ICLR’s best paper gives “security”, why is large model alignment getting more and more attention?

Recently, among the outstanding papers selected by the ICLR (International Conference on Learning Representation), the research of OpenAI researcher Qi Xiangyu and others on the security alignment of large models has attracted widespread attention. This article will delve into the core points of this paper, analyzing the importance of security alignment of large models, as well as the ethical, legal, user intention, and social value alignment issues faced by large models today.

Recently, ICLR (International Conference on Learning Representations) came to an end in Singapore.

This year’s ICLR selected a total of three outstanding papers, among which OpenAI researcher Qi Xiangyu and others on the direction of safety alignment of large models (Safety Alignment Should be Made More Than Just a Few Tokens Deep) have received widespread attention.

Want Want House talked to Li Shaohua, a scientist at the Singapore Science and Technology Research Authority, on the issue of the paper and the safety of the large model.

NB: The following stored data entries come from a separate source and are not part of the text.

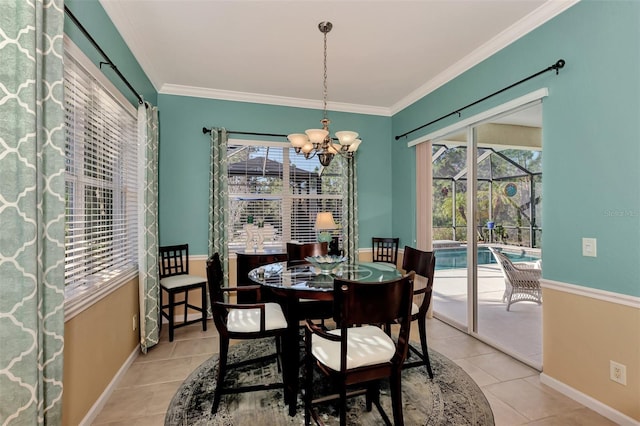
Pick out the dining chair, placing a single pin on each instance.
(296, 253)
(423, 263)
(358, 351)
(175, 279)
(241, 321)
(385, 249)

Li Shaohua is also currently engaged in research on the direction of secure alignment of large language models, and he was still in the ICLR review stage when he read this paper, which attracted his attention because of his high score.

The general view is that this writing is easy to understand and intuitive, that is, if the reasoning stage, the attacker breaks the first few tokens (Sure, here is … Then the language model will enter the auto-completion mode, completing the content that originally refused to answer. ”

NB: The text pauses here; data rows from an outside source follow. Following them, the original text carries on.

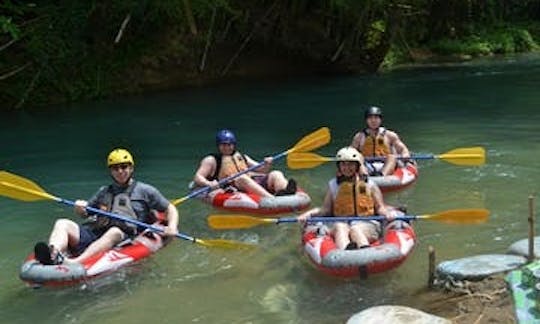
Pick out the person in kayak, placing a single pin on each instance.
(229, 161)
(351, 193)
(126, 197)
(377, 141)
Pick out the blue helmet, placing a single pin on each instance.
(373, 111)
(225, 136)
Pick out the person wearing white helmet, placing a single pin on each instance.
(377, 141)
(229, 161)
(350, 193)
(124, 196)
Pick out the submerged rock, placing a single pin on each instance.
(521, 247)
(479, 267)
(395, 315)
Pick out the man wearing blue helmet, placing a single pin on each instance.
(377, 141)
(228, 161)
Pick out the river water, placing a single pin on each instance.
(492, 103)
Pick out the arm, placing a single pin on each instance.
(380, 206)
(398, 145)
(265, 168)
(357, 141)
(172, 221)
(206, 168)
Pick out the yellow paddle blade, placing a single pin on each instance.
(465, 156)
(305, 160)
(225, 244)
(237, 221)
(312, 141)
(459, 216)
(179, 200)
(17, 187)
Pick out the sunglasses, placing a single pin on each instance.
(122, 166)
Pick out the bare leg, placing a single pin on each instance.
(245, 183)
(341, 235)
(65, 233)
(358, 236)
(105, 242)
(390, 165)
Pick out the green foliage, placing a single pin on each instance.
(375, 34)
(8, 27)
(497, 40)
(70, 51)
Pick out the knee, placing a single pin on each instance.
(63, 223)
(115, 233)
(242, 180)
(275, 174)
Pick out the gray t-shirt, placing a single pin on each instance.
(144, 198)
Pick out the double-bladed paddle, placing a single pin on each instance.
(17, 187)
(452, 216)
(470, 156)
(309, 142)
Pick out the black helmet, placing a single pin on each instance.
(225, 136)
(373, 111)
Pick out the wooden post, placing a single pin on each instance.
(531, 229)
(431, 278)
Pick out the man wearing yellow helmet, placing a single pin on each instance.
(126, 197)
(350, 193)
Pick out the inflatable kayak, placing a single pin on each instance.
(402, 177)
(250, 203)
(36, 274)
(385, 254)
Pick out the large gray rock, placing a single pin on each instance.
(395, 315)
(479, 267)
(521, 247)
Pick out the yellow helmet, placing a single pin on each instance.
(119, 156)
(349, 154)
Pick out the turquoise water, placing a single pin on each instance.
(491, 103)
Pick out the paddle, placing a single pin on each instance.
(452, 216)
(17, 187)
(460, 156)
(309, 142)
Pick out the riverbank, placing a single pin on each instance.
(482, 302)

He said the paper provides an interesting idea for defense, which can be said to be a patch for language models.

Why is secure alignment increasingly important?

As one of the most important international academic conferences in the field of machine learning and artificial intelligence, ICLR brings together the world’s top scholars, researchers and industry elites to discuss cutting-edge technologies, innovative applications and future trends in deep learning and artificial intelligence.

This year’s number of participants also reached a new peak, including top international scholars in the field of computer science, such as He Kaiming, Yang Likun, Joshua Bengio, Zhu Songchun, Ma Yi, Li Hongyi, and Song Yang.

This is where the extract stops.